The Student Association of Jaffna University issued a leaflet headlined Is this the Rehabilitation in Jaffna? directly accusing the EPDP. The party which got the ministry of Rehabilitation (North) has rewarded the people with a murder, it stated. Nimalarajan was murdered to cover up the genocide of Tamils by the Sri Lankan Army and the perpetuation of the group's anarchic rule.

Following 10 October election, Nimalarajan reportedly told colleagues that he had earned the wrath of the EPDP, which held him at least partly responsible for its failure to win more votes in Jaffna. He said that he was worried about his safety after receiving several threats.

The journalist lived in a high security zone making it difficult for his killers to get to his home and leave without being detected. The area is tightly controlled by military checkpoints and a special umbrella security system. Moreover, the murder took place during curfew hours.
Reporters Without Borders' also said in their 2003 annual report that most of the suspects arrested were EPDP cadres, and though had not directly admitted the murder, they had implicated each other.

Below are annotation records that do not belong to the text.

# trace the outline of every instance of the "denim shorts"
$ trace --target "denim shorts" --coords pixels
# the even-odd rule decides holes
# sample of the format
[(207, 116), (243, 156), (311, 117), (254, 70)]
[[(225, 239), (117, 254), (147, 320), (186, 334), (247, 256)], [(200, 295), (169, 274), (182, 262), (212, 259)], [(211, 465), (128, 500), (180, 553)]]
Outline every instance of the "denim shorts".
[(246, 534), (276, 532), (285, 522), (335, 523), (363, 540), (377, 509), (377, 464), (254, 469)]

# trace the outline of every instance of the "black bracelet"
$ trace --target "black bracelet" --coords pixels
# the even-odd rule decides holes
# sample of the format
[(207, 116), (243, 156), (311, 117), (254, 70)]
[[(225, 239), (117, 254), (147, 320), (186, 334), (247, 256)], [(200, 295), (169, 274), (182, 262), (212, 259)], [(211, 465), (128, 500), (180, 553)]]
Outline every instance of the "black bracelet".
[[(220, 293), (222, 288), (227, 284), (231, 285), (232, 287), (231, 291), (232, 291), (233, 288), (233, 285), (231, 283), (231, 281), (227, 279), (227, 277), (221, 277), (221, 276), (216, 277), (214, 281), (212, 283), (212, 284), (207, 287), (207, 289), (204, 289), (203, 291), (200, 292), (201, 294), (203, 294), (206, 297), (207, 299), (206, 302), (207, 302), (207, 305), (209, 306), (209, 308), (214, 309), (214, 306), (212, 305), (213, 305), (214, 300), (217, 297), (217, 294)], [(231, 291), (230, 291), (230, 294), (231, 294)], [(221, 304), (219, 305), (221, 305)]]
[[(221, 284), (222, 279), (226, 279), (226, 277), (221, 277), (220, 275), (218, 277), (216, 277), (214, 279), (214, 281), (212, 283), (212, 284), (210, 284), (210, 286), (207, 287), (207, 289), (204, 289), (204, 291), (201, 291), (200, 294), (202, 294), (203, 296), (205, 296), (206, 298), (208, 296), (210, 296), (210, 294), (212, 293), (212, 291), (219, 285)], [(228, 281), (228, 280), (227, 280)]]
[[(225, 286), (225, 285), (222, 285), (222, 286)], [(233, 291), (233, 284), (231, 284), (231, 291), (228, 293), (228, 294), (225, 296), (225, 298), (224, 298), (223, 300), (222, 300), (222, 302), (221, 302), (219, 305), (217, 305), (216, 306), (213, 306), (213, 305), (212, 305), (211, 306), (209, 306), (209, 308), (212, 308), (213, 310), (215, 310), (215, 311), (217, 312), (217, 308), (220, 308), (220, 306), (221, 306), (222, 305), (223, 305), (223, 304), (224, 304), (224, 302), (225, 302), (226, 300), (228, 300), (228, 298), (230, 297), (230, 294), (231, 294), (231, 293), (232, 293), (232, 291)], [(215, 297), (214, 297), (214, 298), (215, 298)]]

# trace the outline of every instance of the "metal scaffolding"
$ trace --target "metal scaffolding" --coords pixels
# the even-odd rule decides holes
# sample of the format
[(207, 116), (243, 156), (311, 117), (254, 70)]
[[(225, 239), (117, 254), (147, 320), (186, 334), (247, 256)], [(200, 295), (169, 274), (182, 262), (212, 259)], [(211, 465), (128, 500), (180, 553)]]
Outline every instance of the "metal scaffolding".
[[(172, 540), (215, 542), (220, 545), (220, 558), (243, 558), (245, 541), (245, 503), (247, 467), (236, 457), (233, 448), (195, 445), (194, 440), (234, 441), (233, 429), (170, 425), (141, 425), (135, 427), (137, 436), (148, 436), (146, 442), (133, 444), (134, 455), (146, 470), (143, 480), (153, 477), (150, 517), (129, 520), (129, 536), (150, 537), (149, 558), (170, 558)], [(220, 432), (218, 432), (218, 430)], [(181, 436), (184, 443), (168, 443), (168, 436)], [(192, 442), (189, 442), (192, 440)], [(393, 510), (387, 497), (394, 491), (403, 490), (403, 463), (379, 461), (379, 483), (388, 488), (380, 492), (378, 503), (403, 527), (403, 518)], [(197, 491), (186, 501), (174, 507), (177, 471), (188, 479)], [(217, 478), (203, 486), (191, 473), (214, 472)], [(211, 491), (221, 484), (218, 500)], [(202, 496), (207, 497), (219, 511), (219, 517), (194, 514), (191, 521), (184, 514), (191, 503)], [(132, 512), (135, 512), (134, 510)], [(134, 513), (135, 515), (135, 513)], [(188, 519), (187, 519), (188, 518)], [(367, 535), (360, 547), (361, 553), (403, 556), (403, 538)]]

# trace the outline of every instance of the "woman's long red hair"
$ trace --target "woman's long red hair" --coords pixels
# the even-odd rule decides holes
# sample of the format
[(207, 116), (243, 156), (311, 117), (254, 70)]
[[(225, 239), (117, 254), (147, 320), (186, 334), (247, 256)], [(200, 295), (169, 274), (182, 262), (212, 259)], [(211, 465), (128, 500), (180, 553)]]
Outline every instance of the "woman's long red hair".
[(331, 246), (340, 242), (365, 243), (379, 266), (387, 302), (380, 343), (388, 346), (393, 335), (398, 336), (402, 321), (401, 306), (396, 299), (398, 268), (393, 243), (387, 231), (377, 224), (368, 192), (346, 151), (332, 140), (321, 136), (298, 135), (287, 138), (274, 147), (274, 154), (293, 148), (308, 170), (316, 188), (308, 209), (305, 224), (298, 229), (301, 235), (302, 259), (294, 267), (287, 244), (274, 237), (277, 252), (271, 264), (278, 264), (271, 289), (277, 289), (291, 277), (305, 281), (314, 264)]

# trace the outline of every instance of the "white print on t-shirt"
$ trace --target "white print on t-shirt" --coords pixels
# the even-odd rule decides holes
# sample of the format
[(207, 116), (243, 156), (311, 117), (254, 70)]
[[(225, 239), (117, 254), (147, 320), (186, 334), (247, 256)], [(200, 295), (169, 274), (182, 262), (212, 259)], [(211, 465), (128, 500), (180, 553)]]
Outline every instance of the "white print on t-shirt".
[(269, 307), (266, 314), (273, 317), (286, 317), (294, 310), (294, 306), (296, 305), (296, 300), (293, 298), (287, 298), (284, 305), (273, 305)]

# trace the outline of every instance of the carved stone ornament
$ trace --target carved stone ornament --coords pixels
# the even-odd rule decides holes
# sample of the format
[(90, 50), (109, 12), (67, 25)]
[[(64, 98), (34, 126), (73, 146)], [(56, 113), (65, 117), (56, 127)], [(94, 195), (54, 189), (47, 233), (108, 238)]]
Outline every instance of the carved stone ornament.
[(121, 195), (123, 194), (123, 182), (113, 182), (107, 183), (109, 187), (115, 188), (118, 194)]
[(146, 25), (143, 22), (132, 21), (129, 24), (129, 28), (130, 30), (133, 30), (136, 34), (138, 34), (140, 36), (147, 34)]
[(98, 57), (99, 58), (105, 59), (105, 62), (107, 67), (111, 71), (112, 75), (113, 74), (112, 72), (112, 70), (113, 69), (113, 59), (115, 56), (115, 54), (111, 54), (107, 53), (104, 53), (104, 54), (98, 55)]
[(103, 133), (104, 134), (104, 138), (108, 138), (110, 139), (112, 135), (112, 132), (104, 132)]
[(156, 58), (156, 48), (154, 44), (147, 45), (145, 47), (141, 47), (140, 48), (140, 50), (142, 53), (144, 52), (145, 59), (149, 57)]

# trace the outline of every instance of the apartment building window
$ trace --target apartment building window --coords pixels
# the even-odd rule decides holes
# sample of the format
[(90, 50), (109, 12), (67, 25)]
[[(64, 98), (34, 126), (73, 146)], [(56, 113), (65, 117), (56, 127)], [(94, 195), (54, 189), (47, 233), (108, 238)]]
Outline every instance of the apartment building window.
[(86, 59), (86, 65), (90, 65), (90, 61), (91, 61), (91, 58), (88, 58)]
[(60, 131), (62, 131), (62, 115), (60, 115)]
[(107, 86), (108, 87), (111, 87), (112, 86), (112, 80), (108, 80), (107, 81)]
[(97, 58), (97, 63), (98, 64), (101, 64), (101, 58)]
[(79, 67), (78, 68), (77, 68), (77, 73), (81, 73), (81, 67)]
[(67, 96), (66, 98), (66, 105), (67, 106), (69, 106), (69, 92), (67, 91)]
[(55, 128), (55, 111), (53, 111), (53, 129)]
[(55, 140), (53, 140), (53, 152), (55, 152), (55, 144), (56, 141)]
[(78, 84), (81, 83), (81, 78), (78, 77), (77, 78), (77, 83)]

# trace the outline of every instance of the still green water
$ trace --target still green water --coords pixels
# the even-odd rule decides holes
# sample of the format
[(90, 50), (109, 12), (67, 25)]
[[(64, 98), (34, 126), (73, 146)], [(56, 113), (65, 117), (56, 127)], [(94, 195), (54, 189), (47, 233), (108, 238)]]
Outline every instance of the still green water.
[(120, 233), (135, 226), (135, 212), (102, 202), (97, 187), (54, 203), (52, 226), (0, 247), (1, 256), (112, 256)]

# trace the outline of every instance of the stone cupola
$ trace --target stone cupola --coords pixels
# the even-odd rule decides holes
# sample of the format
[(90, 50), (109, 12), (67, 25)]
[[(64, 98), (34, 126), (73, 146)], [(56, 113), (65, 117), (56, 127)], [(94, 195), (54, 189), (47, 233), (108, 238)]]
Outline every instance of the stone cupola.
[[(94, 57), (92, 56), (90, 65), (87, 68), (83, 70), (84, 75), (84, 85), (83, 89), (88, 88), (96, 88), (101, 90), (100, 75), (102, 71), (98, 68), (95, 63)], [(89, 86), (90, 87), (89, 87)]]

==Government response and results of investigation==
The then government immediately launched an investigation. 10 people were detained, most of them being EPDP cadres. Even though most of them implicated each other in the murder, the authorities blocked the case for more than a year. 2 suspects, David Michael Collins and a certain Vishua, were released however. Their passports were not confiscated, even though past EPDP cadres, had fled the country. By the end of 2002, none of the suspects were brought to trial. Police had still not finished giving the results back from tests on crucial pieces of evidence found at the scene of the murder; firearms taken from the EPDP, fingerprints found on a bicycle near the scene of the murder, bullet casings and the remains of a grenade. This was all reported by Reports Without Borders, a neutral organisation promoting free media.